RStanTVA v0.3.0: Provides a
Stan
implementation of the Theory of Visual Attention described in Bundesen (1990) along with numerous convenience functions for generating, compiling, fitting, and analyzing TVA models. See the README for examples.
ctsmTMB v1.0.0: Provides an interface for defining and fitting continuous-time state space models built with the R6
ctsmTMB class. Available inter-inference methods include Kalman filters and a Laplace approximation-based smoothing method. For details on the methods, see the documentation) for the CTSMR
package and Thygesen (2025). There are six vignettes, including a Getting Started guide and Moment Predictions.
fitdistcp v0.1.1: Provides functions to generate predictive distributions based on calibrating priors for various commonly used statistical models, including models with predictors. Functions are provided for densities, probabilities, quantiles, random deviates, and the parameter posterior. Predictions are generated from the Bayesian prediction integral, with priors chosen to give good reliability (also known as calibration). See Jewson et al. (2024) for background, and look here for detailed documentation.
funMoDisco v1.0.0: Implements two complementary methodologies for discovering motifs in functional data: ProbKMA, a probabilistic K-Means algorithm (Cremona and Chiaromonte (2023)), and FunBIalign, a hierarchical algorithm for functional motif discovery based on mean square residue (Cremona, and Chiaromonte (2023)). See the vignette for examples.
hdMTD v0.1.0: Provides functions to estimate parameters in Mixture Transition Distribution (MTD) models, a class of high-order Markov chains. Estimated parameters include pasts (lags), transition probabilities, and oscillations. A perfect sampling algorithm generates samples of an MTD model from its invariant distribution. See Ost & Takahashi (2023) for the theory and the README for examples.
joker v0.14.2: Extends the range of available distribution families and facilitates the computation of key parametric quantities, such as moments and information-theoretic measures. All package features are available both in a stats-like syntax for entry-level users, and in an S4 object-oriented programming system for more experienced ones. See the vignette.
postcard v1.0.0: Provides functions to perform power analysis and inference on marginal effects using plug-in estimation and influence functions that optionally leverage historical data to increase precision with prognostic covariate adjustment. The methods are described in Højbjerre-Frandsen et al. (2025). There are three vignettes, including an Introduction and Prospective Power Estimation.
tvcure v0.1.0: Implements a double additive cure survival model with time-varying covariates. The additive terms in the long- and short-term survival submodels, modelling the cure probability and the event timing for susceptible units, are estimated using Laplace P-splines. See Lambert and Kreyenfeld (2025) for details and look here for examples.
butterfly v1.1.2: Provides functions to verify continually updating time series data where new values are expected, but previous data should remain unchanged. See the vignette.
tsissm v1.0.1: Implements an unobserved components time series model using the linear innovations state space representation with a choice of error distributions and an option for dynamic variance. Features include automatic differentiation, automatic model selection and ensembling, prediction, filtering, simulation and backtesting.
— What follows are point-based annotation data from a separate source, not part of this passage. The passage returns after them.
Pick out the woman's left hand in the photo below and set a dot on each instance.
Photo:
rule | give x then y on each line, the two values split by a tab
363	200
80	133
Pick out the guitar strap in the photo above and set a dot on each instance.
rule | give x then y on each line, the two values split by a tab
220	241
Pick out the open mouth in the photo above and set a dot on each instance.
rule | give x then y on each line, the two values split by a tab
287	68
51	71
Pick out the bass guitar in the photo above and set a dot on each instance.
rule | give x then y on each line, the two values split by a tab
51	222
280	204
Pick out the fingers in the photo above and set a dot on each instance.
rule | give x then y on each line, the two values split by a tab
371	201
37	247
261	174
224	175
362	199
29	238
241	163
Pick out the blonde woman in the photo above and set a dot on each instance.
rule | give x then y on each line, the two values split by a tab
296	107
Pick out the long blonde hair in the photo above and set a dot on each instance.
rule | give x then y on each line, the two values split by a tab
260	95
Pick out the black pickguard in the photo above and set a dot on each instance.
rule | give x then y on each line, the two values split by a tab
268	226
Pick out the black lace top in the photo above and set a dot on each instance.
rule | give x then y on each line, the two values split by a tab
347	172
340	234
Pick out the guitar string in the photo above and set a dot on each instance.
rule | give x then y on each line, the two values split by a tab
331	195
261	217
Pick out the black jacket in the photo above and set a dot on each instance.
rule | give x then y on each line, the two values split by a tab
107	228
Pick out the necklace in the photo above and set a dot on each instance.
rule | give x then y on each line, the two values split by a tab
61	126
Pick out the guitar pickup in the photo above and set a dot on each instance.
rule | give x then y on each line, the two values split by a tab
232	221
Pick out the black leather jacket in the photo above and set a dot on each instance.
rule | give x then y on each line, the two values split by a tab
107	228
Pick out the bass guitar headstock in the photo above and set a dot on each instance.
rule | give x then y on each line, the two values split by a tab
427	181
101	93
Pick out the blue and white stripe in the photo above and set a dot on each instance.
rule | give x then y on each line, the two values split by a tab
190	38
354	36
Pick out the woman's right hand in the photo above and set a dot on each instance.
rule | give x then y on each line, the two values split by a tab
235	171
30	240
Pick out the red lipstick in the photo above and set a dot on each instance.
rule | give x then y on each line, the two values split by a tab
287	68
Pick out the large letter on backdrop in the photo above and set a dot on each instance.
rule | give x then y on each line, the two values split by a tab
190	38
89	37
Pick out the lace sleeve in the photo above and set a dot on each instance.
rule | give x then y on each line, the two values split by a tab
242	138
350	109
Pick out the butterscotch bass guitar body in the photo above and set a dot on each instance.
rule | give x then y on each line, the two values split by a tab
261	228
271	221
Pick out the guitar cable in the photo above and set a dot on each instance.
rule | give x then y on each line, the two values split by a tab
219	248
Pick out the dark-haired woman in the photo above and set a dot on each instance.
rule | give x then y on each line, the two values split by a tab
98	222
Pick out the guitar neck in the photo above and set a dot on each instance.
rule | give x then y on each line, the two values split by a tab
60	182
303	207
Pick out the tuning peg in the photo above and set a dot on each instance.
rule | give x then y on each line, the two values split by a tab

See Hyndman et al. (2012) for background. There are five vignettes, including The Innovations State Space Model and Filtering and Prediction.
cheetahR: Provides an interface to Cheetah Grid, a high-performance JavaScript table widget. See Get Started.
whirl v0.2.0: Enables execution of scripts in batch, while simultaneously creating logs for the execution of each script, and providing an overview summary log of the entire batch execution. The package is suitable for clinical trials using Quarto
to create nice human-readable logs. See the vignette to get started.
vayr v1.0.0: Implements position adjustment “visualize as you randomize” principles for ggplot2
, which can be especially useful when plotting experimental data. See README for examples.